In present study, for the first time, we analyzed induction of PFG in hematopoietic cells exposed to MW. We have chosen TEL-AML1 and BCR-ABL, which are most abundant preleukemic fusion genes for ALL. While we detected induction of TEL-AML1 fusion after MW exposure in one experiment, in other one we found TEL-AML1 in sham exposed, but not in MW exposed sample. PFG detected in UCB are usually present in the very low copy numbers, arguably on the limit of RT-qPCR sensitivity46. Thus, number of PFG copies detected in this study was not higher than 5 copies per 100 000 cells, that is in line with our previous studies46,50. From obtained results we are not able to draw any conclusion, whether exposure to mobile phone MW could have any role in forming PFG and higher risk of childhood leukemia. Finally, we conclude that MW exposure under specific condition of exposure induce ROS reversibly in various hematopoietic cell types including HSC. However, this induction was not followed by increased DNA damage, apoptosis or formation of preleukemic fusion genes.
Materials and Methods
Reagent grade chemicals were obtained from Sigma-Aldrich (St. Louis, Missouri, USA) and Life technologies (Carlsbad, California, USA).

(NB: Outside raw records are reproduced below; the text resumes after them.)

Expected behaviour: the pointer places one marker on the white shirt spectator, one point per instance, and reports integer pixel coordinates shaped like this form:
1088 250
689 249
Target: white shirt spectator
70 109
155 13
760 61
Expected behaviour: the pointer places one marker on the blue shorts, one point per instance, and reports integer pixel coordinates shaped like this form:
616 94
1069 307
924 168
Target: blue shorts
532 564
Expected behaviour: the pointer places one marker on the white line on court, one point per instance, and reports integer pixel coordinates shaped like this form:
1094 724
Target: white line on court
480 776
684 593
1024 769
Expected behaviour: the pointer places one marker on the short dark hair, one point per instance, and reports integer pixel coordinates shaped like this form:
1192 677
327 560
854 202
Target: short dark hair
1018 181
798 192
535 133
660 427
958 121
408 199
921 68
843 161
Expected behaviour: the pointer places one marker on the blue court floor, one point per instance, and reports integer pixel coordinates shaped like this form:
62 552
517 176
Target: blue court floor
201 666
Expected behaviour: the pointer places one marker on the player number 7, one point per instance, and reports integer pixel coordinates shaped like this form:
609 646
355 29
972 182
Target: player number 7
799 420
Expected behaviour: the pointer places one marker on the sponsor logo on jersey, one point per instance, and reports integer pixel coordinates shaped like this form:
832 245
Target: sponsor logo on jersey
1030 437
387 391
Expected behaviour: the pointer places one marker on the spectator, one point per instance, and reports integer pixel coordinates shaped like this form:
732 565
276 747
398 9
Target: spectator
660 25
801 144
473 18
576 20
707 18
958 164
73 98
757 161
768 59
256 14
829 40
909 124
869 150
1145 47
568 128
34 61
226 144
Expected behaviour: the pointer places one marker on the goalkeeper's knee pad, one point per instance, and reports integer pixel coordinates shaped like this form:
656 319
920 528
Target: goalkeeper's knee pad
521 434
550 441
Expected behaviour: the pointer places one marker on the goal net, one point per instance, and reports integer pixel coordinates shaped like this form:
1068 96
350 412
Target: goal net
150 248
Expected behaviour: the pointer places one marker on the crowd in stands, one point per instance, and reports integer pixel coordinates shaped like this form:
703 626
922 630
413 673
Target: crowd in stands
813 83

This study has been approved by the Ethics Committee of Children’s Hospital in Bratislava and all experiments and methods were performed in line with relevant guidelines. All UCB samples were provided with an informed consent from a parent or legal guardian for study participation.
Mononuclear cells (MNC) were isolated from UCB as previously described52 by Dr M. Kubes (Eurocord, Slovakia), and cryopreserved in liquid nitrogen. Before experiments, the cells were thawed in water bath and transferred to RPMI medium. Adherent monocytes were removed by the 2 h incubation of cells in RPMI medium supplemented with 10% FBS and 100 IU/ml penicillin, 100 μg/ml streptomycin at 37 °C in a 5% CO2-incubator. After incubation the most of the MNC population were lymphocytes and about 1% accounted for CD34+ HSPC. Viability of remaining MNC was higher than 95% as defined by the Trypan blue exclusion assay.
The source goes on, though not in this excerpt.